Over No. 13, bowled by Jadeja: 11 runs.

Over No 14, bowled by Harbhajan: 14 runs.

Over No 15, bowled by Willey: 15 runs.

Over No 16, bowled by Bravo: 11 runs and dismissal of Dhawan.

Williamson was dismissed off the next ball and then the innings slowed down when, especially against one of the best chasing sides like the Super Kings, it should have quickened. Sunrisers scored at 9.4 runs during the death overs, which is more than their average death-overs scoring rate (8.4) this tournament, but way less than CSK’s death-overs scoring rate (12.24).

Walk in the park for Watto and Rayudu

As the first innings closed, there was heavy cloud cover and it threatened to rain in Pune. So, with the deadly swing bowling duo of Bhuvneshwar and Sandeep Sharma, Sunrisers might have expected a few quick wickets to put pressure on the Super Kings.

The third delivery of the second innings that was perhaps pitched wider than bowler Sandeep had intended and Watson carved it to the point boundary.

The next over, on the second ball bowled by Bhuvneshwar, Watson pulled a good length ball over the deep-midwicket ropes.

Two of the season’s best swing bowlers failed to beat the batsman even once in their first overs. The bounce didn’t vary as well. The pitch, it seemed, was better to bat in the second innings.
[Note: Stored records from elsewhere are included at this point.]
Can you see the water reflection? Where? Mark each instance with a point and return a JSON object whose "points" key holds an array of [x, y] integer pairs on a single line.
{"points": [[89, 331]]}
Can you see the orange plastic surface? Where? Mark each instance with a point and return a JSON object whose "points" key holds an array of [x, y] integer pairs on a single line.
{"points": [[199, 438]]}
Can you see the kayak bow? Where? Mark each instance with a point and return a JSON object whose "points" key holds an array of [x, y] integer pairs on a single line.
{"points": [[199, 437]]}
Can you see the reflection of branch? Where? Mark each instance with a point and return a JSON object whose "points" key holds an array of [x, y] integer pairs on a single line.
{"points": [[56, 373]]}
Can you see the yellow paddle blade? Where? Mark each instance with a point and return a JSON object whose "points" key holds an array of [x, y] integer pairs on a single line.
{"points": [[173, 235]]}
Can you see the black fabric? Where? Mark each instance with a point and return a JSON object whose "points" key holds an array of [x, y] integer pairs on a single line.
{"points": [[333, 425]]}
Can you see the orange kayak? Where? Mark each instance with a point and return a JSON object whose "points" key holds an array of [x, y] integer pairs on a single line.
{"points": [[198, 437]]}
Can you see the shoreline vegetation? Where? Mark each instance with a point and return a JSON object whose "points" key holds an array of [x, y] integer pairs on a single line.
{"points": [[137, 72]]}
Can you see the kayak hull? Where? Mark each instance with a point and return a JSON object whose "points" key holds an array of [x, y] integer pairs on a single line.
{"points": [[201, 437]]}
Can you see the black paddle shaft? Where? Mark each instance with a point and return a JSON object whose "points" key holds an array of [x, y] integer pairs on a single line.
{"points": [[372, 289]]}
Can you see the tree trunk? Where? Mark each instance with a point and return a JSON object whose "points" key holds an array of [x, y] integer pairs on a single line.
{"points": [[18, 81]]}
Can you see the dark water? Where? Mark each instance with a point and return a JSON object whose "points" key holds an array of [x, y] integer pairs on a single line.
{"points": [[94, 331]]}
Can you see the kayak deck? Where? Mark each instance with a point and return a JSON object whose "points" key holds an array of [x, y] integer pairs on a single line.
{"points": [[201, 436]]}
Dhoni conceded this in his post-match interaction. “I thought the ball will swing more in the second half than what it did for us. The swing was not there, that was a surprise,” he said.

In the next over, Watson hit two more sixes off Sandeep. The opening duo, by now, was reassured that the bowlers wouldn’t get any assistance apart from bounce.

Siddarth Kaul tried bouncers and short-pitched deliveries. But Rayudu’s pull strokes were effective against this. In the seventh over, Rayudu smashed him for 17 runs – 10 coming off pull shots to the midwicket region.

With the run-making being facile against the medium pace trio – Bhuvneshwar, Sandeep and Siddarth – and Shakib Al Hasan, Watson and Rayudu could afford to play out Rashid Khan, who Williamson unleashes when the required run-rate is mounting. But, even Rashid couldn’t get the breakthrough that Sunrisers desperately needed.

It came, finally, in the 13th over, when Watson was run out, unable to finish a quick single. And, Sunrisers struck again in four balls, dismissing Suresh Raina, when he went for a big stroke.

But with just 43 runs required, with 35 balls and eight batters left (including The Mahendra Singh Dhoni) and Rayudu looking in great nick in the middle, the hopes of a Sunrisers revival were just an illusion.